Acquisitions remain by far – even in highly mature venture capital markets – the most common type of exit strategies, which can happen at any stage but will command the same amount of rigorous due diligence. For angel and seed investors, to realize exits we must follow, prepare, and optimize portfolios-based on what we know about the assets, the market it’s in and the particular asset class.


Your series A checklist entails the requirements that Y-Combinator says you need to have to be certain that your start-up is set and prepared for the long term. The checklist provides a rigorous analysis of what every investor should check on while investing in a startup. These requirements are broken down into five categories namely corporate records and charter documents, business plan and financials, Intellectual property, security issuances and material agreements and legal.


Reporting means asset tracking. It informs future decisions and creates good habits for start-ups, and it informs the portfolio decision making. In metrics, both quantitative and qualitative data should be tracked. However, the most important thing is that it’s done regularly and consistently. You can track trends if you don’t have the data. Context is another one of the most critical elements of portfolio monitoring. You can’t be bigger than the market as an investor, this is why market timing and stage matter. You must understand the market and stage, the expectations required at each point, and why they matter. Understand the individual assets and whole portfolio against the relevant benchmarks. By combining quantitative data with qualitative evaluation, we can begin to de-risk portfolios.

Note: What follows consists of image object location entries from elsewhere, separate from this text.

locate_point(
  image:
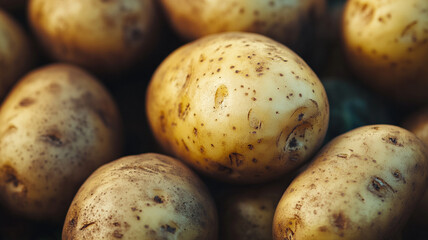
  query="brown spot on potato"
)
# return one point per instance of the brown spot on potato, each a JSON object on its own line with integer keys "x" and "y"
{"x": 11, "y": 178}
{"x": 380, "y": 187}
{"x": 236, "y": 158}
{"x": 391, "y": 139}
{"x": 323, "y": 229}
{"x": 183, "y": 110}
{"x": 157, "y": 199}
{"x": 86, "y": 225}
{"x": 26, "y": 102}
{"x": 340, "y": 221}
{"x": 220, "y": 95}
{"x": 168, "y": 228}
{"x": 51, "y": 139}
{"x": 117, "y": 234}
{"x": 397, "y": 175}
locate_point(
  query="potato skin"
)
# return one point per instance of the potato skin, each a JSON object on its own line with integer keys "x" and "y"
{"x": 282, "y": 20}
{"x": 16, "y": 53}
{"x": 386, "y": 44}
{"x": 417, "y": 123}
{"x": 57, "y": 125}
{"x": 13, "y": 4}
{"x": 363, "y": 185}
{"x": 147, "y": 196}
{"x": 102, "y": 36}
{"x": 238, "y": 107}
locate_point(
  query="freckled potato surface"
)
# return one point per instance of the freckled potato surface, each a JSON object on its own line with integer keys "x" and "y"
{"x": 418, "y": 124}
{"x": 147, "y": 196}
{"x": 362, "y": 185}
{"x": 57, "y": 125}
{"x": 238, "y": 107}
{"x": 386, "y": 43}
{"x": 16, "y": 54}
{"x": 283, "y": 20}
{"x": 104, "y": 36}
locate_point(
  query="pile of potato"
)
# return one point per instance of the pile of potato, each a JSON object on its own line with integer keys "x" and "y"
{"x": 221, "y": 119}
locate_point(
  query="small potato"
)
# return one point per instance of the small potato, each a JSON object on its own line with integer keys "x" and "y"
{"x": 386, "y": 43}
{"x": 101, "y": 35}
{"x": 290, "y": 22}
{"x": 362, "y": 185}
{"x": 57, "y": 125}
{"x": 16, "y": 53}
{"x": 238, "y": 107}
{"x": 147, "y": 196}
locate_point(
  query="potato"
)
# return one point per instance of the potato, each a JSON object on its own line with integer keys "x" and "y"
{"x": 238, "y": 107}
{"x": 247, "y": 212}
{"x": 102, "y": 36}
{"x": 16, "y": 53}
{"x": 57, "y": 125}
{"x": 283, "y": 20}
{"x": 13, "y": 4}
{"x": 363, "y": 185}
{"x": 147, "y": 196}
{"x": 386, "y": 43}
{"x": 418, "y": 124}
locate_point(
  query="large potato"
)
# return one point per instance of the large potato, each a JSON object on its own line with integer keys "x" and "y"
{"x": 57, "y": 125}
{"x": 13, "y": 4}
{"x": 239, "y": 107}
{"x": 16, "y": 53}
{"x": 103, "y": 36}
{"x": 147, "y": 196}
{"x": 293, "y": 23}
{"x": 363, "y": 185}
{"x": 386, "y": 43}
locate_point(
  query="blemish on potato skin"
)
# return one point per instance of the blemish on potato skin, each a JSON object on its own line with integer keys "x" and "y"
{"x": 26, "y": 102}
{"x": 86, "y": 225}
{"x": 52, "y": 139}
{"x": 380, "y": 187}
{"x": 340, "y": 221}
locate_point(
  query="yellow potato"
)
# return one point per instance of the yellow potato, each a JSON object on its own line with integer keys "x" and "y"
{"x": 386, "y": 43}
{"x": 286, "y": 21}
{"x": 363, "y": 185}
{"x": 13, "y": 4}
{"x": 238, "y": 107}
{"x": 57, "y": 125}
{"x": 102, "y": 36}
{"x": 16, "y": 53}
{"x": 418, "y": 124}
{"x": 147, "y": 196}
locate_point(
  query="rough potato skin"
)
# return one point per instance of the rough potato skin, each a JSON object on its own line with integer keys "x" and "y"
{"x": 282, "y": 20}
{"x": 386, "y": 44}
{"x": 363, "y": 185}
{"x": 13, "y": 4}
{"x": 57, "y": 125}
{"x": 239, "y": 107}
{"x": 16, "y": 53}
{"x": 148, "y": 196}
{"x": 417, "y": 123}
{"x": 103, "y": 36}
{"x": 247, "y": 212}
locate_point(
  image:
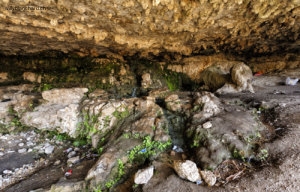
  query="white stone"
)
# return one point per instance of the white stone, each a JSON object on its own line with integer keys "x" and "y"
{"x": 21, "y": 144}
{"x": 49, "y": 149}
{"x": 209, "y": 177}
{"x": 23, "y": 150}
{"x": 187, "y": 170}
{"x": 207, "y": 125}
{"x": 143, "y": 175}
{"x": 72, "y": 154}
{"x": 73, "y": 160}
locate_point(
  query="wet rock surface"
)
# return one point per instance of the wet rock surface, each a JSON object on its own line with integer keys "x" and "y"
{"x": 232, "y": 134}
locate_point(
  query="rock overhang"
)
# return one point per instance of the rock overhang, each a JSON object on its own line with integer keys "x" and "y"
{"x": 148, "y": 29}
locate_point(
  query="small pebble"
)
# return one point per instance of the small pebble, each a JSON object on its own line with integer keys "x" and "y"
{"x": 72, "y": 154}
{"x": 49, "y": 149}
{"x": 57, "y": 162}
{"x": 73, "y": 160}
{"x": 23, "y": 150}
{"x": 21, "y": 144}
{"x": 207, "y": 125}
{"x": 7, "y": 172}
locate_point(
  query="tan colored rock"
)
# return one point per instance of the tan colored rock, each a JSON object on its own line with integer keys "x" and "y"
{"x": 32, "y": 77}
{"x": 64, "y": 96}
{"x": 149, "y": 27}
{"x": 146, "y": 80}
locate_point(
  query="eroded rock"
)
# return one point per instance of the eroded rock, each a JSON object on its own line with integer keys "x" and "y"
{"x": 187, "y": 170}
{"x": 143, "y": 175}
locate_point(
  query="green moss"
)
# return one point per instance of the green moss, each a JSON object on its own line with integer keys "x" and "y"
{"x": 121, "y": 113}
{"x": 147, "y": 149}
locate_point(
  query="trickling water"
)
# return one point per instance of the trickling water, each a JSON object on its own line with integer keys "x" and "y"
{"x": 134, "y": 92}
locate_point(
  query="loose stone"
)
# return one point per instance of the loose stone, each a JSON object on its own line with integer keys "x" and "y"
{"x": 207, "y": 125}
{"x": 187, "y": 170}
{"x": 72, "y": 154}
{"x": 143, "y": 175}
{"x": 21, "y": 144}
{"x": 23, "y": 150}
{"x": 209, "y": 177}
{"x": 73, "y": 160}
{"x": 49, "y": 149}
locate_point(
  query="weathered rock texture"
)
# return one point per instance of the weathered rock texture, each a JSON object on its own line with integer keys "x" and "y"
{"x": 149, "y": 27}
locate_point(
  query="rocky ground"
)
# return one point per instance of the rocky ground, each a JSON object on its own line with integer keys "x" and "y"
{"x": 250, "y": 142}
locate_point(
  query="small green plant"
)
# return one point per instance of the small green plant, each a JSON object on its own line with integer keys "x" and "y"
{"x": 119, "y": 175}
{"x": 263, "y": 154}
{"x": 57, "y": 135}
{"x": 97, "y": 189}
{"x": 46, "y": 87}
{"x": 126, "y": 135}
{"x": 238, "y": 154}
{"x": 121, "y": 114}
{"x": 79, "y": 142}
{"x": 88, "y": 127}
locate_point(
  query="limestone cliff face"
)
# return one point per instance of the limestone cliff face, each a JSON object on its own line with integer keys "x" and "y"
{"x": 149, "y": 27}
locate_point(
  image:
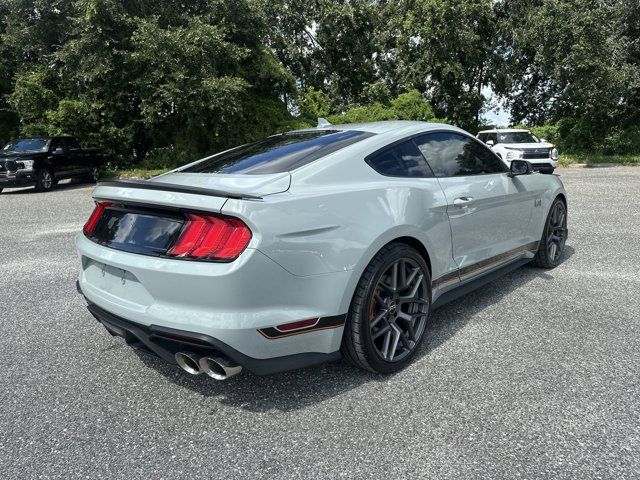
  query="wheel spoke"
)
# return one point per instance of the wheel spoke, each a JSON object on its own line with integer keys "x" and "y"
{"x": 394, "y": 276}
{"x": 387, "y": 342}
{"x": 376, "y": 320}
{"x": 381, "y": 332}
{"x": 394, "y": 345}
{"x": 378, "y": 300}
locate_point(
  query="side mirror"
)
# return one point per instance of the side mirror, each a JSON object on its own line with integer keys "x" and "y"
{"x": 520, "y": 167}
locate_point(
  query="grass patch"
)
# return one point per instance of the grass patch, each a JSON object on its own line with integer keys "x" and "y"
{"x": 590, "y": 159}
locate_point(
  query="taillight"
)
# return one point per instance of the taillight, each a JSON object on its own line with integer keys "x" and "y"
{"x": 90, "y": 226}
{"x": 211, "y": 237}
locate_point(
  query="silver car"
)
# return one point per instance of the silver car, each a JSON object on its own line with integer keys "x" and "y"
{"x": 313, "y": 245}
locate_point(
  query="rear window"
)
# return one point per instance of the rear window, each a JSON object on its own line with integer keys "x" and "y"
{"x": 280, "y": 153}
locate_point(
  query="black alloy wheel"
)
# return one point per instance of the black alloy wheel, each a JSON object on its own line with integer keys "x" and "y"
{"x": 554, "y": 237}
{"x": 389, "y": 311}
{"x": 44, "y": 180}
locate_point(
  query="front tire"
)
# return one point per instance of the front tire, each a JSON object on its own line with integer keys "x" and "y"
{"x": 389, "y": 311}
{"x": 44, "y": 180}
{"x": 554, "y": 237}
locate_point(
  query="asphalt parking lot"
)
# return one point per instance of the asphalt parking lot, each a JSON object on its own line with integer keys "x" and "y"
{"x": 536, "y": 375}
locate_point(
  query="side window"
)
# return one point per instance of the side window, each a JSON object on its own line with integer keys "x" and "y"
{"x": 72, "y": 144}
{"x": 55, "y": 144}
{"x": 402, "y": 160}
{"x": 453, "y": 155}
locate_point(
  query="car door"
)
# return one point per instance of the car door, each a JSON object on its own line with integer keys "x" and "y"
{"x": 60, "y": 159}
{"x": 423, "y": 205}
{"x": 75, "y": 160}
{"x": 488, "y": 210}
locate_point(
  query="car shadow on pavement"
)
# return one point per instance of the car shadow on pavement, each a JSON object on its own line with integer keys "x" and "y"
{"x": 301, "y": 388}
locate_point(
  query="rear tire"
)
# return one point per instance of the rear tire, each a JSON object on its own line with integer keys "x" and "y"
{"x": 389, "y": 311}
{"x": 554, "y": 237}
{"x": 44, "y": 180}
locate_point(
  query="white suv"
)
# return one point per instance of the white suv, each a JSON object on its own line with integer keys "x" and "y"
{"x": 512, "y": 144}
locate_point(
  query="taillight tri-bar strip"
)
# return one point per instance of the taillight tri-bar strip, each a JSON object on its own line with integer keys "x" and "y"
{"x": 211, "y": 237}
{"x": 90, "y": 226}
{"x": 203, "y": 236}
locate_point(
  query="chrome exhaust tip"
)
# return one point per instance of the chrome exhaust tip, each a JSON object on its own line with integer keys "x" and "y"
{"x": 189, "y": 362}
{"x": 219, "y": 368}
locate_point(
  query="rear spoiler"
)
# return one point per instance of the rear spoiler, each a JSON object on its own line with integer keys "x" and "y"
{"x": 170, "y": 187}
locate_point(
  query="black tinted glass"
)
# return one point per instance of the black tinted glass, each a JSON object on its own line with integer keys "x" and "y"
{"x": 402, "y": 160}
{"x": 280, "y": 153}
{"x": 452, "y": 155}
{"x": 28, "y": 145}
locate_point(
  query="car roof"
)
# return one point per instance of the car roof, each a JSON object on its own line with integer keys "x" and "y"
{"x": 503, "y": 130}
{"x": 388, "y": 126}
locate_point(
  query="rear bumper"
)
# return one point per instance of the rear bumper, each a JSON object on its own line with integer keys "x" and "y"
{"x": 166, "y": 342}
{"x": 544, "y": 164}
{"x": 238, "y": 304}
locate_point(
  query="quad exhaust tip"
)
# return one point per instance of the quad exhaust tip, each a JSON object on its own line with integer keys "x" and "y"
{"x": 217, "y": 367}
{"x": 189, "y": 362}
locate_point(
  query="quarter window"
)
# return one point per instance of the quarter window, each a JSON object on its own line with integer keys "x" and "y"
{"x": 454, "y": 155}
{"x": 402, "y": 160}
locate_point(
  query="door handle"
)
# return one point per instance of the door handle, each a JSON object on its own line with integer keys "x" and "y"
{"x": 462, "y": 201}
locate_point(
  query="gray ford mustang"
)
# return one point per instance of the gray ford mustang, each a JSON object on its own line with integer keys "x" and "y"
{"x": 330, "y": 242}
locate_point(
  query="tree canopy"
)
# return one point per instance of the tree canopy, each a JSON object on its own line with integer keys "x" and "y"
{"x": 145, "y": 77}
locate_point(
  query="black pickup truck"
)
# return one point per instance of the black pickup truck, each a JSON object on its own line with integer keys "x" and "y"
{"x": 43, "y": 161}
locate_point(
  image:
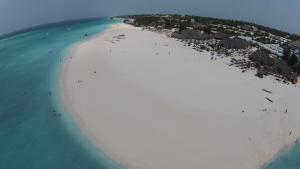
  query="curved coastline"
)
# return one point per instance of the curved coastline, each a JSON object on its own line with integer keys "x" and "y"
{"x": 83, "y": 120}
{"x": 35, "y": 130}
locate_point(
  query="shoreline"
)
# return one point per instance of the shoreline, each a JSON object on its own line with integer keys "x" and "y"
{"x": 163, "y": 102}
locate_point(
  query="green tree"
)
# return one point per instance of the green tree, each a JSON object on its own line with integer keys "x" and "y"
{"x": 286, "y": 53}
{"x": 293, "y": 60}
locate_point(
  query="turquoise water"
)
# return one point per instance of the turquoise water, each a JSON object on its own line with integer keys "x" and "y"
{"x": 287, "y": 159}
{"x": 35, "y": 131}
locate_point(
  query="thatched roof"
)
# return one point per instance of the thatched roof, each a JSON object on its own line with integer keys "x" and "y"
{"x": 190, "y": 34}
{"x": 219, "y": 35}
{"x": 235, "y": 43}
{"x": 262, "y": 57}
{"x": 281, "y": 67}
{"x": 296, "y": 44}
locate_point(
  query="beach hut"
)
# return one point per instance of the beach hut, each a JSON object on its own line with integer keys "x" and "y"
{"x": 234, "y": 43}
{"x": 261, "y": 57}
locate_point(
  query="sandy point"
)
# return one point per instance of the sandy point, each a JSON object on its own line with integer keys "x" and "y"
{"x": 151, "y": 103}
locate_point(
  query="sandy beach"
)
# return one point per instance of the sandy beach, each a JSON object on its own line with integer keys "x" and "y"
{"x": 150, "y": 102}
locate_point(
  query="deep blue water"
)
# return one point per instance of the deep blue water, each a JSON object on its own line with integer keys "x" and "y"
{"x": 35, "y": 131}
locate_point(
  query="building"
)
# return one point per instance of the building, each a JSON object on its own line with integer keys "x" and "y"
{"x": 129, "y": 21}
{"x": 234, "y": 43}
{"x": 295, "y": 46}
{"x": 262, "y": 57}
{"x": 191, "y": 34}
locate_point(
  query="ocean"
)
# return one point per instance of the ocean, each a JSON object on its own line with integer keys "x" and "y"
{"x": 36, "y": 132}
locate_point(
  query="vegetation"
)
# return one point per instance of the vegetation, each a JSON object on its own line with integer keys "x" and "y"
{"x": 176, "y": 20}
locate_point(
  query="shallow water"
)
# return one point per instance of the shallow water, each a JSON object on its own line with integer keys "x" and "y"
{"x": 35, "y": 131}
{"x": 287, "y": 159}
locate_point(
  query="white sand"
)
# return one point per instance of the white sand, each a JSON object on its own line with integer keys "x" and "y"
{"x": 151, "y": 109}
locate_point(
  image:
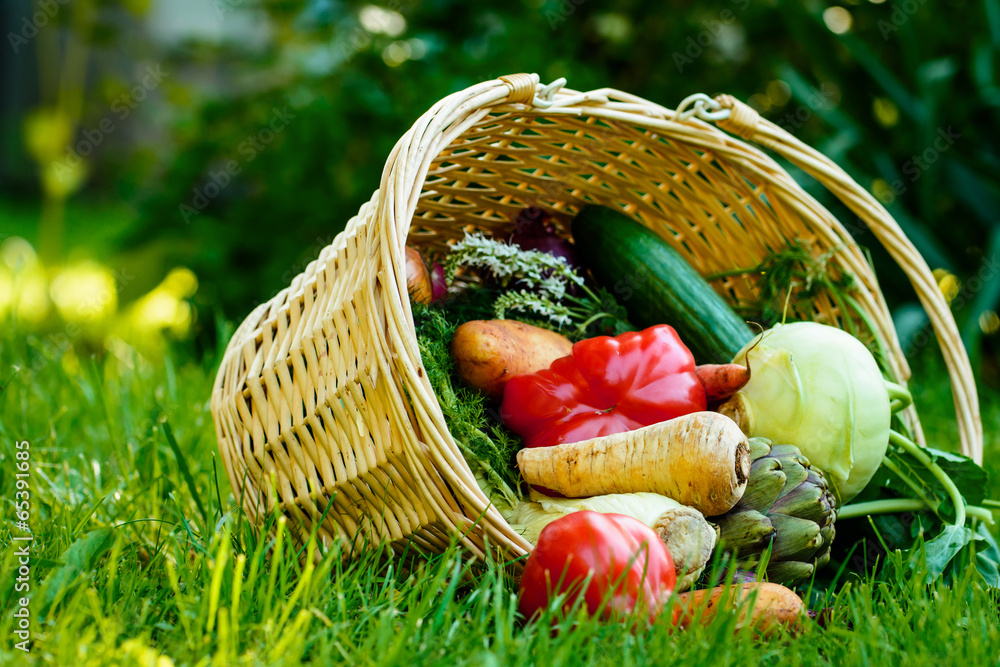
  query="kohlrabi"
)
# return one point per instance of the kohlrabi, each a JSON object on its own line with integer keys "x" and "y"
{"x": 819, "y": 388}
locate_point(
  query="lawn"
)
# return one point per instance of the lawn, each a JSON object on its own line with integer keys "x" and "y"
{"x": 141, "y": 557}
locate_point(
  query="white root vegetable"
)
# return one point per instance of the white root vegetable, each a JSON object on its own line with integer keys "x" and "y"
{"x": 701, "y": 460}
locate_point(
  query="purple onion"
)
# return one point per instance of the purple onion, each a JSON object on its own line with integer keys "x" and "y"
{"x": 533, "y": 230}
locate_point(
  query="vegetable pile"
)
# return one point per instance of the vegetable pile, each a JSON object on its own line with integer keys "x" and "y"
{"x": 629, "y": 424}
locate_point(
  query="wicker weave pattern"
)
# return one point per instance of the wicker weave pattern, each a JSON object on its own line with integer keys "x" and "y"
{"x": 322, "y": 393}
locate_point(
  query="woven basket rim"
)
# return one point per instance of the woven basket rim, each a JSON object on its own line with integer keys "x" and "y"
{"x": 433, "y": 461}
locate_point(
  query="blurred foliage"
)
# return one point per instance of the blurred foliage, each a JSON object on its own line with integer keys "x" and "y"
{"x": 266, "y": 144}
{"x": 75, "y": 305}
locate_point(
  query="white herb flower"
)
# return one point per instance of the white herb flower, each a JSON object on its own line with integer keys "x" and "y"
{"x": 509, "y": 264}
{"x": 538, "y": 304}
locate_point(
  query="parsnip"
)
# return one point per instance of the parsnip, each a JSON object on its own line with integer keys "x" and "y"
{"x": 772, "y": 607}
{"x": 701, "y": 460}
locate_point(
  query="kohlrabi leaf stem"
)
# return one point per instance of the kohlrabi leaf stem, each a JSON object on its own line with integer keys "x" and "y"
{"x": 914, "y": 450}
{"x": 914, "y": 486}
{"x": 892, "y": 505}
{"x": 898, "y": 395}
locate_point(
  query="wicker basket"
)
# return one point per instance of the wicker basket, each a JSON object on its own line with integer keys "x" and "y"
{"x": 322, "y": 394}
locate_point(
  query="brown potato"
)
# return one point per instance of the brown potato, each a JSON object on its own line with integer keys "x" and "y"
{"x": 418, "y": 279}
{"x": 488, "y": 353}
{"x": 774, "y": 607}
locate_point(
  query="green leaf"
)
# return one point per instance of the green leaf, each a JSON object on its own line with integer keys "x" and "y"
{"x": 940, "y": 551}
{"x": 971, "y": 479}
{"x": 987, "y": 556}
{"x": 79, "y": 558}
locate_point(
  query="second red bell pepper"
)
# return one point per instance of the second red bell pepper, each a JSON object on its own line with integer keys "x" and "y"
{"x": 629, "y": 567}
{"x": 607, "y": 385}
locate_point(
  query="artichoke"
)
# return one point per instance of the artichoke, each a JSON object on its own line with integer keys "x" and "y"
{"x": 788, "y": 505}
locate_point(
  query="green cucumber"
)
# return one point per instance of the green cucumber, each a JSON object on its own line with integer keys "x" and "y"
{"x": 656, "y": 285}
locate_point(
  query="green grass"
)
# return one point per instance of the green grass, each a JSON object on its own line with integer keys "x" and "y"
{"x": 139, "y": 555}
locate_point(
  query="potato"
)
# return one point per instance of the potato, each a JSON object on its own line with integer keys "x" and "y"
{"x": 418, "y": 280}
{"x": 488, "y": 353}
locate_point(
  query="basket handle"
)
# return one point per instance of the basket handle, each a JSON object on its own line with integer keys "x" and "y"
{"x": 740, "y": 119}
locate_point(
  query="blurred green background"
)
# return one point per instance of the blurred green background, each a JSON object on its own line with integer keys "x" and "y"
{"x": 168, "y": 164}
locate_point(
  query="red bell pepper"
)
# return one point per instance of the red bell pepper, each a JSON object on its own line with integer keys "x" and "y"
{"x": 630, "y": 568}
{"x": 606, "y": 385}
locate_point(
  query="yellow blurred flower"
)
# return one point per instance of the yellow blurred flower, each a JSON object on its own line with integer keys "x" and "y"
{"x": 23, "y": 287}
{"x": 62, "y": 178}
{"x": 47, "y": 133}
{"x": 85, "y": 293}
{"x": 164, "y": 309}
{"x": 989, "y": 322}
{"x": 948, "y": 283}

By rating individual assets and funneling efforts and resources towards high performing startups, and prioritizing liquidity events we can de-risk portfolios. The best way to know an investment worthy start-up can be broken down with the acronym, POEM. It can take 3 minutes for an expert to solve a problem that can take a startup 3 months. Through monitoring and reporting, we can understand startups’ bottlenecks. We can connect start-ups with an expert to help them resolve challenges, saving time, money and attaining their competitive position.